Personal information
- Full name: James M Jelbart
- Nationality: Australian
- Born: 4 May 1937 Victoria, Australia
- Died: 10 April 2024 (aged 86)
- Education: University of Melbourne

Sport
- Sport: Rowing
- Club: MUBC

Achievements and titles
- National finals: King's Cup 1958

= Kim Jelbart =

Australian rower (1937–2024)

Kim Jelbart (4 May 1937 – 10 April 2024) was an Australian representative rower. He competed in the men's coxless four event at the 1960 Summer Olympics.

==Rowing pedigree==
Jelbart's father Ron represented Victoria in the single scull in 1930 and later coached Australian crews. His uncle Peter and cousins Norman and Lloyd also rowed and they had teamed up with Ron in an MUBC crew which dominated Victorian fours racing in the late 1930s. Peter's son Kerry Jelbart (Kim's cousin) was also an Australian representative rower who enjoyed notable success.

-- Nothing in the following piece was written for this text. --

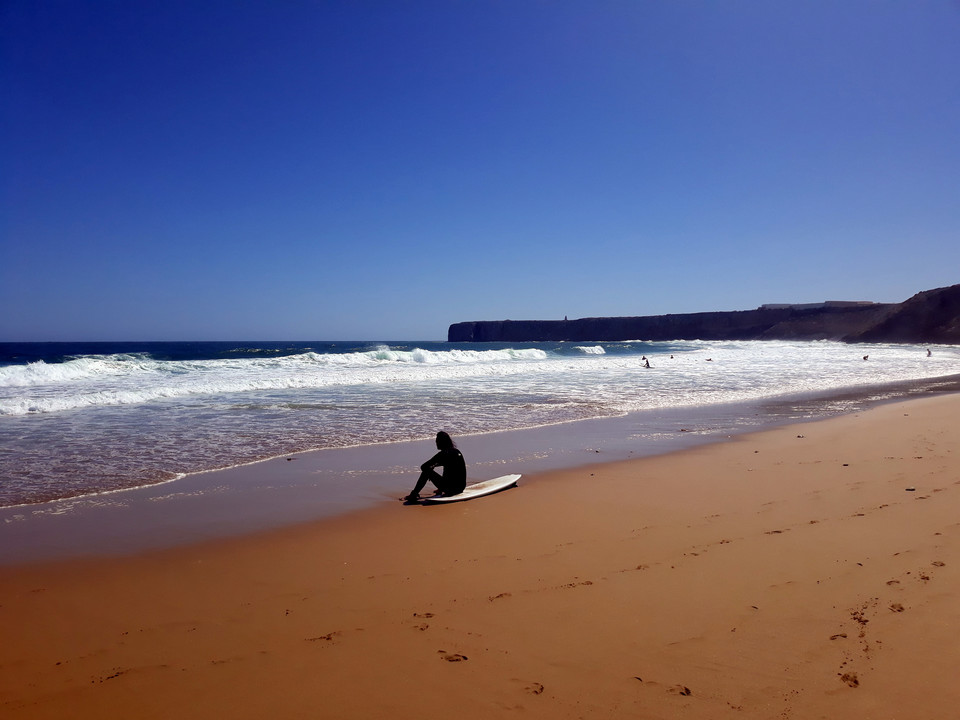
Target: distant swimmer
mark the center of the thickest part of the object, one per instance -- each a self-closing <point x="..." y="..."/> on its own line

Kim Jelbart rowed for Trinity College at Melbourne University and for the Melbourne University Boat Club. He was selected in the Victorian state representative men's senior eight which contested and won the King's Cup at the 1958 Interstate Regatta within the Australian Rowing Championships. In 1959 he stroked an MUBC eight to second place in the Victorian state championship.

==International representative rowing==
For the 1960 Rome Olympics a Victorian coxless four was selected as the 7th and last priority boat and wholly on the basis of self-funding. Jelbart was instrumental in gathering a crew of Melbourne contenders who ultimately won through in selection trials. Peter Gillon was rowing at the Yarra Yarra Rowing Club but Jelbart had raced with him in varsity MUBC crews; Brian Vear was from the Banks Rowing Club but known to the Jelbarts; Peter Guest was new on the scene at MUBC but was a skillful rower. Ron Jelbart took on the role of coaching the four but he (like the coach of the coxed four) was not an official member of Australian squad. The lack of coaching support provided to the team by the Australian Olympic Federation proved to be an issue. The four placed 4th in their heat, then 4th in the repechage stage where they were eliminated. There was no B final so no overall placings.

==Death==
Jelbart died on 10 April 2024, at the age of 86.